Despite these shortcomings, we believe our study is of value because of the large number of breast cancer patients examined, reflecting real-world experience of a statewide cancer registry in an ethnically diverse population. We have shown how the use of ER/PR/HER2 subtype or phenotype expression highlights the marked heterogeneity of the Intermediate and High Risk categories of the 2007 St Gallen statements. We welcome the use of the molecular classification of breast cancer and gene-profiling assays. Further, we believe it is prudent to correlate molecular findings with less expensive techniques such as the use of ER/PR/HER2 subtypes and immunohistochemical (IHC) profiles, the so-called "Poor Man's IHC definitions of microarray-based intrinsic subtypes" [34].

Conclusion

The use of ER/PR/HER2 subtype highlights the marked heterogeneity of the Intermediate and High Risk categories of the 2007 St Gallen statements. The use of ER/PR/HER2 subtypes and correlation with molecular classification of breast cancer is recommended.

Competing interests

The authors declare that they have no competing interests.

Authors' contributions

CP and VC conceived the idea for the study and interpreted the data. KB obtained the data from the California Cancer Registry and conducted the statistical analysis.

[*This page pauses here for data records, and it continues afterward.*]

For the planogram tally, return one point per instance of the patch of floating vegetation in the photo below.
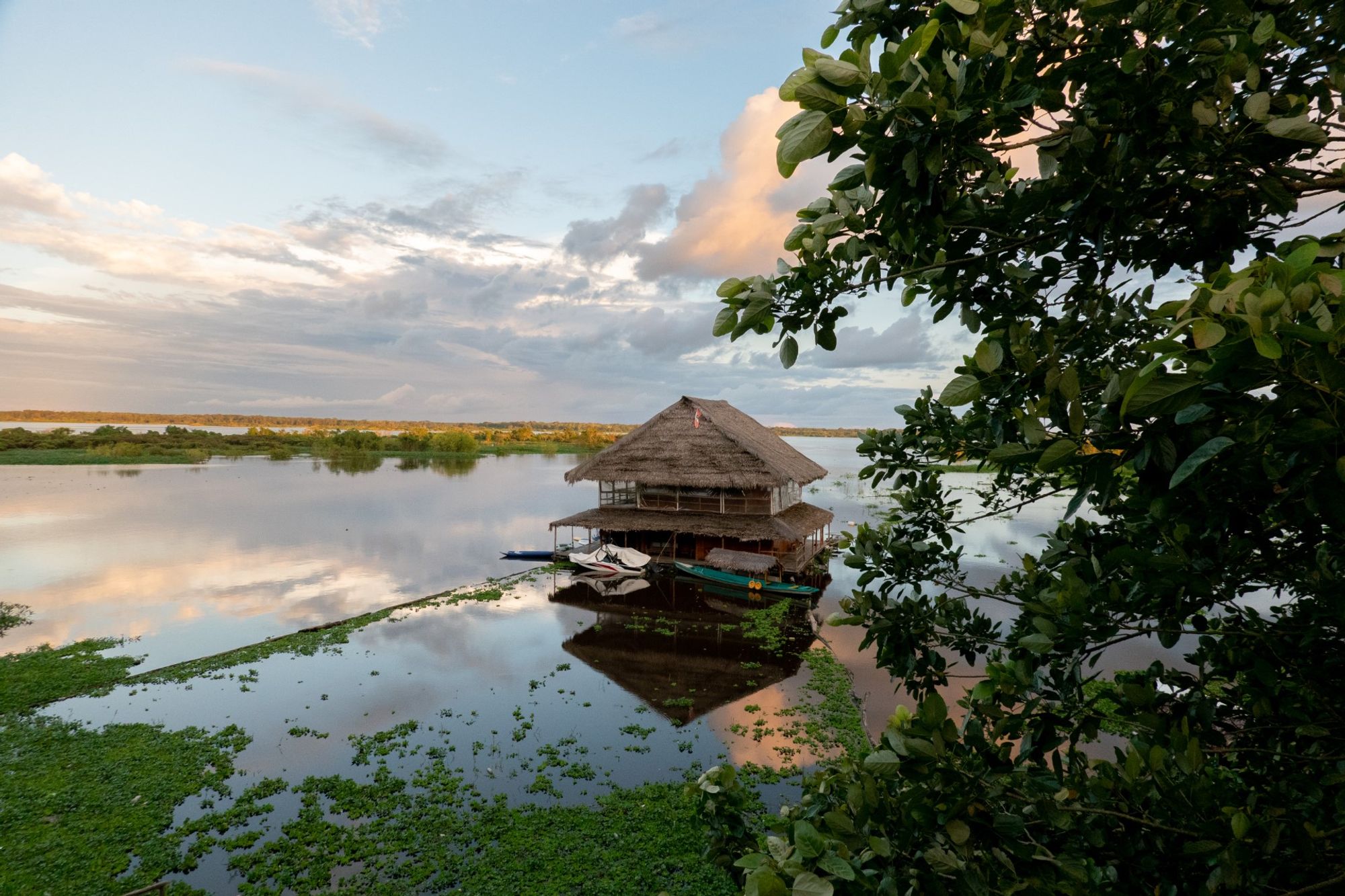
(825, 721)
(309, 642)
(89, 810)
(45, 674)
(436, 833)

All three authors contributed to the writing and have read and approved the final manuscript.

Pre-publication history

The pre-publication history for this paper can be accessed here:

http://www.biomedcentral.com/1471-2407/10/228/prepub

Contributor Information

Katrina Bauer, Email: KBauer@ccr.ca.gov.

Carol Parise, Email: parisec@sutterhealth.org.

Vincent Caggiano, Email: caggiav@sutterhealth.org.

Acknowledgements

This study was funded by a grant from the Sutter Institute for Medical Research.

The collection of cancer incidence data used in this study was supported by the California Department of Public Health as part of the statewide cancer reporting program mandated by California Health and Safety Code Section 103885; the National Cancer Institute's Surveillance, Epidemiology and End Results Program under contract N01-PC-35136 awarded to the Northern California Cancer Center, contract N01-PC-35139 awarded to the University of Southern California, and contract N01-PC-54404 awarded to the Public Health Institute; and the Centers for Disease Control and Prevention's National Program of Cancer Registries, under agreement 1U58DP00807-01 awarded to the Public Health Institute. The ideas and opinions expressed herein are those of the author(s) and endorsement by the State of California, Department of Public Health the National Cancer Institute, and the Centers for Disease Control and Prevention or their Contractors and Subcontractors is not intended nor should be inferred.

The authors would like to thank Sharon Babcock and Theresa Johnson at the Sutter Resource Library for their assistance with this study.